One is that he is just standing there for all of life here on earth, and he has his arms just open. His expression isn't a smile; its not a frown; it's not good or bad. He's just there, arms open, like a dad awaiting his son's arrival. Waiting for his son to realize that he's a protector, a guide, an answer. I just get this image of looking up to him from the ground, after just falling, and running up to him and just embracing him and having a feeling so indescribably wonderful and secure.

Two is that I picture being on the ground, fallen, and feeling such a gentle yet firm touch on the shoulder, looking up, seeing Jesus, and he just lifts you up. You see, one of the biggest impressions I get of God is security. He offers us his security. I don't necessarily mean physical security, although its possible, but mostly emotional, mental, and spiritual security. When we're feeling down, lonely, and in darkness, He is THERE always!

Ahh... I just... I can't comprehend him. I can't grasp his wonder. This is why I don't know why I've been running from him these past few months. I don't know why I've been avoiding being with him. I've jipped myself of his beauty, his presence, his majesty. I've tripped myself.

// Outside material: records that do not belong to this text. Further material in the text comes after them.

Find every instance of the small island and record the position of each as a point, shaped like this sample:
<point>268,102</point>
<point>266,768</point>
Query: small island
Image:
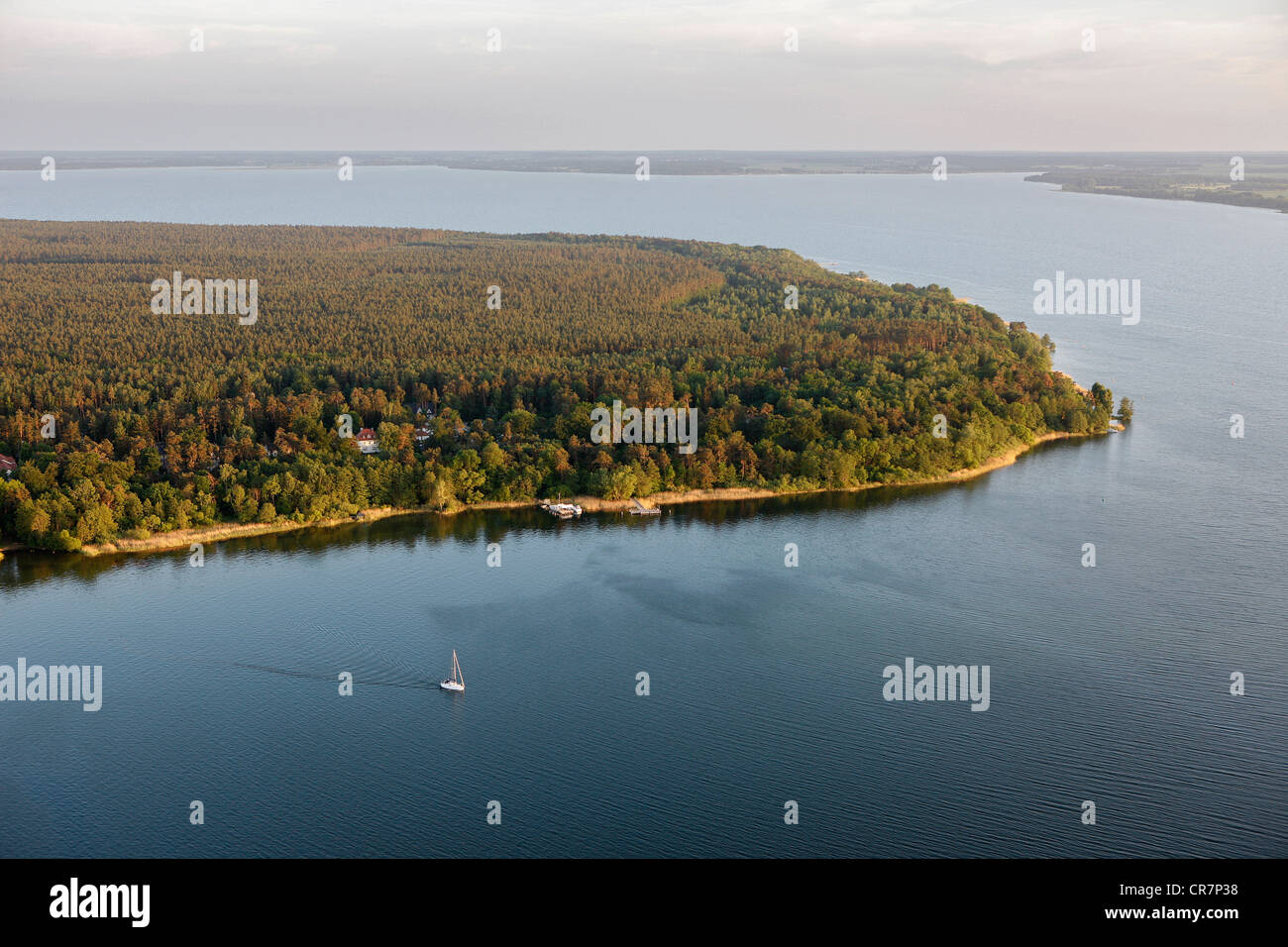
<point>391,369</point>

Well, God, please forgive me. Please help me up from this fall. Just hold me. Wipe my tears away. Let me live for you, and I'm sorry for failing you yet again. You've done so much for me, and you've offered me a relationship with you.... for free. And what do I do? I accept it, yes, but I treat it like dirt. I constantly drop you and spit in your face. I am embarassed to even think of looking in your eyes. I don't deserve you at all. I don't deserve to live. I don't deserve to be happy. I don't deserve your love. Yet, you give me a second chance... and a third and fourth and fifth. Why? Who knows if we can ever understand, but thank you, God. Those two words will never be enough, but thank you for being there for me. For punishing me. For being my Dad. I love you, and I ask that you would help me be strong. Help me be disciplined. Help me defeat the wiles of the devil. Help me persevere. Help me charge. Help me strike. Help me defeat.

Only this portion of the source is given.